The parties do not dispute that, at the time Brighton filed the Brighton/Hockey CC, LA Models was not yet a party to this action. Therefore, under the code provisions further discussed above, Brighton was authorized to assert causes of action against LA Models by filing the Brighton/LA CC, provided the causes of action alleged in that pleading “arise out of” the same occurrence or transaction set forth in Hockey’s complaint. In addition, and provided the cross-complaint included a related cause of action, Brighton was authorized to unite or join “any other causes of action [it] has against [LA Models]….” (Code Civ. Proc., § 428.30.) Hockey offers no reasoned argument to show why the Brighton/LA CC was procedurally inappropriate with respect to the claims alleged against LA Models.

Though Hockey argues in a conclusory manner that the Brighton/LA Models CC operates as an amendment to the Brighton/Hockey CC, Hockey fails to provide any reasoned legal argument to support this conclusion. For example, though a cross-complaint filed pursuant to the provisions further discussed above must be filed as “a separate document” (Code Civ. Proc., § 428.40), Hockey fails to explain, with reasoned argument, why this provision, or those cited above, prohibit Brighton from separately filing the Brighton/LA CC.

By way of further example, Hockey also fails to offer reasoned argument showing why Brighton was required to obtain leave to amend the Brighton/Hockey CC in order to allege related or permissible causes of action against LA Models.

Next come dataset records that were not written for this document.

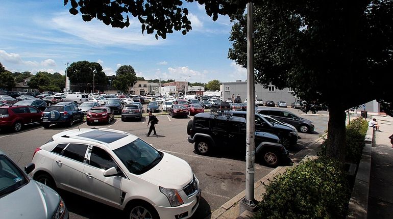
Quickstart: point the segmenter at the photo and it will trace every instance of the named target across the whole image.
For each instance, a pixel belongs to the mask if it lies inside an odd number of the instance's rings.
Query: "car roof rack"
[[[231,111],[224,110],[212,110],[210,111],[210,114],[214,115],[214,119],[216,119],[218,116],[221,116],[226,117],[228,119],[232,117],[233,115],[233,114]]]

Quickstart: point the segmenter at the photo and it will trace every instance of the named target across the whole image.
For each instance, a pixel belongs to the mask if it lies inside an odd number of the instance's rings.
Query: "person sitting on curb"
[[[369,122],[369,126],[375,128],[375,130],[377,131],[381,131],[379,130],[379,125],[378,125],[378,123],[377,122],[377,119],[373,119],[373,120]]]

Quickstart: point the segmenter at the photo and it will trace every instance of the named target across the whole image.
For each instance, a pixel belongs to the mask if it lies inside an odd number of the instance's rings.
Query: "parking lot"
[[[326,115],[302,115],[297,110],[287,108],[301,117],[313,121],[315,126],[312,133],[299,133],[298,145],[290,150],[293,154],[313,142],[327,129],[328,117]],[[327,112],[320,112],[327,114]],[[135,134],[151,143],[159,150],[179,157],[191,166],[202,189],[200,207],[192,218],[205,218],[222,204],[245,188],[245,154],[237,151],[223,150],[210,156],[201,156],[194,151],[193,145],[187,141],[187,124],[192,117],[172,118],[166,115],[157,116],[159,123],[156,126],[158,135],[146,137],[148,121],[121,122],[117,118],[109,124],[97,126],[121,130]],[[0,150],[21,167],[31,161],[34,150],[47,142],[52,135],[69,129],[89,128],[85,122],[75,124],[71,127],[55,125],[49,128],[41,126],[26,127],[17,133],[0,132]],[[267,174],[272,168],[259,163],[255,166],[256,180]],[[70,218],[105,218],[119,217],[121,212],[116,209],[64,191],[60,191],[70,211]]]

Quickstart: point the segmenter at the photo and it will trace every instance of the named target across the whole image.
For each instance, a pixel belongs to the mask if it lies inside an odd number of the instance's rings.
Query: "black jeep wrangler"
[[[197,153],[206,155],[219,147],[245,149],[245,119],[231,115],[220,112],[199,113],[188,122],[187,141],[194,143]],[[289,160],[288,151],[277,135],[256,131],[255,142],[256,158],[261,158],[266,166],[275,167],[281,161]]]

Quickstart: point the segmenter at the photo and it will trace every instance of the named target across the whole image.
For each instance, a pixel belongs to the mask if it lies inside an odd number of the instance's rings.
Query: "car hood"
[[[27,185],[0,199],[2,218],[51,218],[60,196],[51,188],[31,180]]]
[[[139,177],[164,188],[183,188],[192,180],[191,167],[179,157],[163,153],[164,157],[160,162]]]

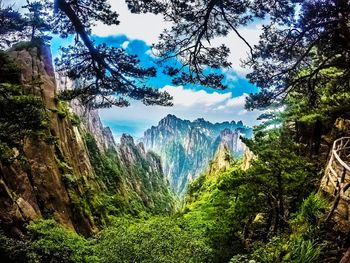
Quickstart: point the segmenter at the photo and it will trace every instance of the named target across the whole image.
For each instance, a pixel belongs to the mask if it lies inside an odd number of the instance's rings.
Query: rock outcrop
[[[161,156],[164,174],[173,189],[184,193],[189,180],[205,171],[221,145],[232,156],[240,157],[245,149],[240,136],[251,135],[252,129],[241,121],[213,124],[202,118],[191,122],[168,115],[158,126],[145,131],[141,140],[147,150]]]
[[[106,195],[114,213],[123,207],[135,212],[133,206],[171,211],[174,199],[158,156],[129,136],[117,146],[96,110],[77,101],[67,107],[57,98],[49,47],[28,45],[8,55],[26,92],[41,97],[48,127],[45,136],[26,136],[23,151],[13,149],[14,161],[0,162],[0,230],[21,236],[26,222],[44,217],[89,236],[106,219]],[[36,88],[27,85],[33,79],[40,80]]]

Hockey also fails to cite any statutory provisions which, expressly or by inference, require a defendant such as Brighton to assert all compulsory or permissive claims in one cross-complaint, or which would prohibit Brighton from separately filing a cross-complaint alleging permissive claims against another party.

For all reasons discussed above, it appears to the Court that Brighton intended to allege in the Brighton/LA Cross-Complaints separate causes of action against LA Models only, apart from the compulsory claims alleged against Hockey in the Brighton/Hockey CC. The Court’s records also reflect that Brighton did not seek leave to amend and did not dismiss the Brighton/Hockey CC. For example, the request for dismissal filed by Brighton on August 30, 2024, states that Brighton dismisses its independent action as to LA Models only, and not as to any claims remaining against Hockey.

The examples provided above are intended to be illustrative but not exhaustive. As the moving party, Hockey bears the burden to prove “every fact essential to the relief requested.” (Corns v. Miller (1986) 181 Cal.App.3d 195, 200.) The Brighton/LA Cross-Complaints are directed to a different party and allege theories of liability which, though arising from the same transaction or occurrence, are qualitatively different from those alleged in the Brighton/Hockey CC. For these reasons, Hockey has failed to show, with reasoned factual and legal argument, why the filing of the Brighton/LA Cross-Complaints caused or constitute an amendment to the Brighton/Hockey CC, or operated as a dismissal of Hockey as a cross-defendant in this action.

Hockey also appears to concede that the motion is untimely under section 438, pursuant to which the motion may not be made “if a pretrial conference order has been entered pursuant to Section 575, or within 30 days of the date the action is initially set for trial, whichever is later, unless the court otherwise permits.” (Code Civ. Proc., § 438, subd. (e).) Considering the matters further discussed herein, the Court is not inclined to permit the late filing of the motion. (Korchemny v. Piterman (2021) 68 Cal.App.5th 1032, 1054 [section 438, subdivision (e) “allows courts the broadest of discretion” to permit the motion].)